Ebola treatment centre Survivors
Two negative ebola PCR required for discharge, 48h apart. Certificate of discharge needed to be signed by three (specific) people. Need clothes for people to wear when they leave, they cannot take their clothes. Local environment at your home may also be decontaminated/destroyed.

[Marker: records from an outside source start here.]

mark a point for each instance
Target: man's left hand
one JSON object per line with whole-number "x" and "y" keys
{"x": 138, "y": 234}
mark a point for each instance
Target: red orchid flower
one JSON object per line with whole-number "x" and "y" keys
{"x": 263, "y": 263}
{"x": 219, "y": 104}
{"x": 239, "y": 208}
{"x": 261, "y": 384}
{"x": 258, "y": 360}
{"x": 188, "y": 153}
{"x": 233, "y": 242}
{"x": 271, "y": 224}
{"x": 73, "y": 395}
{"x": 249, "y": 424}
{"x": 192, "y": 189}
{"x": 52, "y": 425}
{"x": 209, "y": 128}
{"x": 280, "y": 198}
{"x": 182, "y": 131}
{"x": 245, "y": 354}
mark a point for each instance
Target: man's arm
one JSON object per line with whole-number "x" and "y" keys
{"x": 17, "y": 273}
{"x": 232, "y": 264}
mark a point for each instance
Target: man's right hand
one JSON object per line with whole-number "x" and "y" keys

Ebola treatment centre Design
WHO: Designing an Ebola Treatment Unit gives clear instructions, but in reality often have a facility that is being repurposed which creates significant challenges
Ebola treatment centre Requirements
Caring for 125 patients = 350 head-to-toe body suits, 6600 gallons water, 2500 gallons bleach. For a centre with 100-200 patients, need 300-600 staff
Ebola treatment centre Key messages
Goals of an ETC: save lives and prevent spread of infection. Risk zoning. Unidirectional flow - staff and patients. Principles same for purpose built/adapting existing facilities. Ancillary buildings: lab, pharmacy, morgue, staff areas. Environmental considerations: site, water, decontamination. Waste management. Holistic care: visiting, spiritual needs, survivors, dying.
Scrub typhus Epidemiology
Over 1 million cases per year in South and SE Asia. Rural scrubland. Bite of infected larval trombiculid/chigger mite. Increasingly cases are reported from outside the triangle
Scrub typhus Clinical
Non-specific presentation (fever, headache, myalgia, lymphadenopathy (regional), rash (sometimes)). Eschar is key (occurs/found in >50%). Mild to severe disease. In adults: AKI, ARDS, hepatitis, shock, meningoencephalitis. In children: bronchopneumonia, hepatitis, meningoencephalitis and haemophagocytic lymphohistocytosis (HLH). CFR 1% (treated) to 6% (untreated). Rare in children <5y
Scrub typhus Diagnostics
Inadequate. RDT: variable performance (geography, comparator population, reference standard), antibody kinetics not well understood. Serology (immunofluorescence assay) ‘Gold standard’ (laborious, 4-fold increase in paired samples at least 14d apart). PCR (47kDA) serology can be negative in first week, buffy coat increases yield, eschars are high yield. Delay associated with worse outcomes (empirical treatment)
Scrub typhus Treatment
Doxycycline is mainstay (covers pathogens with similar presentations, safe in children, no evidence of resistance). Azithromycin first-line in pregnancy. Combination may have role in severe disease. Duration 7 days (response within 48h)
Scrub typhus Summary
Caused by Orientia tsutsugamushi - Gram negative intracellular coccobacilli. Transmitted by the bite of the larval trombiculid/chigger mite, found (predominantly) in the Tsutsugamushi triangle. Major (under recognised) cause of acute undifferentiated fever in Asia (esp rural). Examine the patient thoroughly all over for eschars. Immunofluorescence assay serology is gold standard, but requires convalescent serum. PCR of eschar is high yield diagnostically. Trial of treatment: delay associated with increased mortality. Don’t forget ‘doxycycline deficiency’ (providing safe for patient, not pregnant, and no contraindications. Second line is azithromycin)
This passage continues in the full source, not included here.